Broglio previously has supported President Joe Biden’s mandatory vaccination order for U.S. troops, citing the church’s guidance that permits Catholics to receive even vaccines derived from fetal tissue, when no other vaccine option is available. In his new statement, the archbishop said that while he still encourages followers and troops to get vaccinated, some troops have questioned if the church’s permission to get vaccinated outweighed their own conscious objections to it.
“It does not,” Broglio wrote.
The Archdiocese for the Military Services, created by the church in 1985, claims responsibility for 1.8 million service members and their families at 220 installations. Broglio was appointed by Pope Benedict XVI in 2007.
In August, Broglio was quoted by Catholic News Agency, a publication of Eternal Word Television Network, supporting the Pentagon’s then-forthcoming vaccine mandates, saying the church, including Pope Francis, “had recognized the morality of the vaccine.” But, the article added, “The archbishop said that while a person could object from the mandatory vaccine due to their personal conscience, ‘even that should be formed by the teaching of the Church.’”
Broglio’s Tuesday letter appears to formalize that exemption. It begins with an explanation of how the Pfizer and Moderna COVID-19 vaccines that were tested using an “abortion-derived cell line” are still notconsidered sinful by the Catholic church because it is “remote material cooperation with evil.”

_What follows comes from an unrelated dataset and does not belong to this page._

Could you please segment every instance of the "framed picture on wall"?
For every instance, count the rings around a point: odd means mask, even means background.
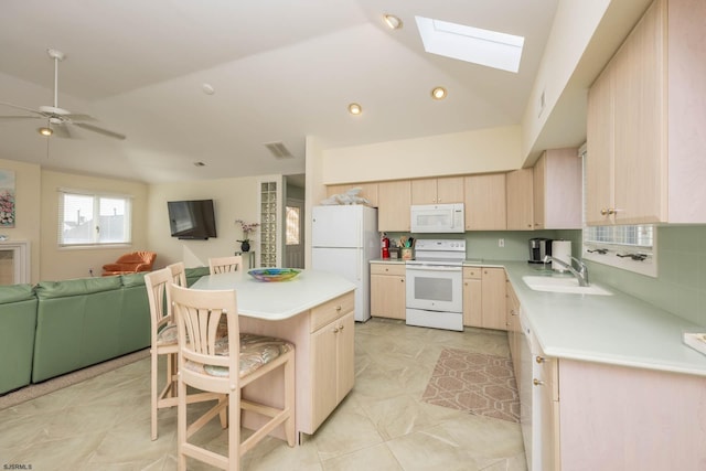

“The Congregation for the Doctrine of the Faith examined these moral concerns and judged that receiving these vaccines ‘does not constitute formal cooperation with the abortion,’ and is therefore not sinful,” Broglio’s letter reads.
The Johnson & Johnson vaccine, however, “was developed, tested, and is produced, with abortion-derived cell lines,” the archbishop said. Catholics still may accept that vaccine, but only if no others are available and they make known their moral objections.